Olga Golovina, sitting with a friend in a McDonald's dining room, takes national pride that Russians answered McDonald's in a Russian style. "I'm always thinking that we're good fellows because we showed that we're not worse than McDonald's," she says.

"McDonald's helped give form to the new economy," says Mr. Pivovarov. Since McDonald's arrived, he says, he has seen Russians "become better at choosing. They want Western standards of quality and taste."

If McDonald's has been a model of capitalism, it has also become a source of growing business for its developing network of suppliers.

Here in a rough-edged suburb outside Moscow, Belaya Dacha is an expansive farm with 148 acres of greenhouses and 2,000 pigs. It became a Soviet state farm in 1946 and for a couple of decades was the sort of model enterprise toured by foreign delegations. Then other farms took over as the models, got the latest foreign technology, and Belaya Dacha was stuck with noncompetitive Soviet equipment. Now it is fully revived as a closed joint-stock company that delivers lettuce washed and cut, ready to slap on a Big Mac two hours after it is picked.

McDonald's is Belaya Dacha's biggest customer. The agribusiness tripled its sales to McDonald's last year and expects to at least double sales this year, says General Manager Viktor Semyonov. McDonald's is considering putting ready-made salads on the menu, and if Belaya Dacha wins a contract for that business too, its sales could triple or quadruple this year.
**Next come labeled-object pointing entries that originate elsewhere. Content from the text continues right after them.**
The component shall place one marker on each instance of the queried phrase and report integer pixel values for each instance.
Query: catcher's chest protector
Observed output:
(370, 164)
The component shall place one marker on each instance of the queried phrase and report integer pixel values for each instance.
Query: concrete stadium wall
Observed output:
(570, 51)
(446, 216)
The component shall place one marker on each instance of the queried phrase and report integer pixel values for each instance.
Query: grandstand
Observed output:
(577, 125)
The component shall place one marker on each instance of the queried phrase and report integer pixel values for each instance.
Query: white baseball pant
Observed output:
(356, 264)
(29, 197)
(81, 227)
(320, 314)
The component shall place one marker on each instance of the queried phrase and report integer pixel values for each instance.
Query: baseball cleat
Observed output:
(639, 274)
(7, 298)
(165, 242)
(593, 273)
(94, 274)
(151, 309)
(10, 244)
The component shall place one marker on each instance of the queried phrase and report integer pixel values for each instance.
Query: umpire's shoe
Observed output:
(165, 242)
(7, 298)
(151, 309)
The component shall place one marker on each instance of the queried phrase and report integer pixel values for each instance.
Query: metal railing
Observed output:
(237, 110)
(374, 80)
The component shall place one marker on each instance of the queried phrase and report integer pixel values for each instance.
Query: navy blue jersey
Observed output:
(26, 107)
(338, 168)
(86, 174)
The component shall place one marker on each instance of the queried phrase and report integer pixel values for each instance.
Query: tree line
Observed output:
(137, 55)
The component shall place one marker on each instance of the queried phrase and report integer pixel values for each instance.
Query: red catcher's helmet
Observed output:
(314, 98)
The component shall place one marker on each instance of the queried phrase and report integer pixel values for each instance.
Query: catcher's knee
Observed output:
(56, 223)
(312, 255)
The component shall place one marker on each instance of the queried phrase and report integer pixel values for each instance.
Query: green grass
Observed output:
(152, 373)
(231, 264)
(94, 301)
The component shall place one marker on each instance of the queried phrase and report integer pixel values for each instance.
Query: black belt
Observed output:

Belaya Dacha has grown savvier rather than larger with its expanding McDonald's business. It has no more greenhouses than during its Soviet days as a state farm. But productivity has doubled since 1989, says Mr. Semyonov, largely due to more sophisticated equipment such as Israeli drip irrigation. And Belaya Dacha is just one of the many former collectives, state farms, and new start-up enterprises with McDonald's as a major customer.

This means that all these firms must be able to produce at the level of reliability and quality that McDonald's requires - quite high for a country where truckers still sometimes warm their engines on a cold winter morning by building a fire underneath.

By the end of this year, McDonald's plans to open 10 more restaurants in Moscow for a total of 20. The company also plans two more restaurants in Nizhny Novgorod, including a drive-through, and 10 more by 2000.

McDonald's receives new requests daily from mayors and governors and other officials from across Russia to open an outlet in their locale, says Mr. Ryabov.

Indeed, the world outside US borders is now the best growth market for the iconic American chain. Up against vigorous competition at home from other fast-food chains, McDonald's Corp. now draws 55 percent of revenues from abroad.

This is all good news for Russia in still another way. A New York Times columnist coined a concept a few months ago that has since received some semi-serious scrutiny: the Golden Arches theory of conflict prevention.

The theory holds that no two countries with a McDonald's restaurant within their borders (now more than 100 countries) have ever gone to war against each other. The idea is that McDonald's decides to enter only markets that have achieved a certain level of economic development.

It identified something correctly in Russia: The restaurants are packed.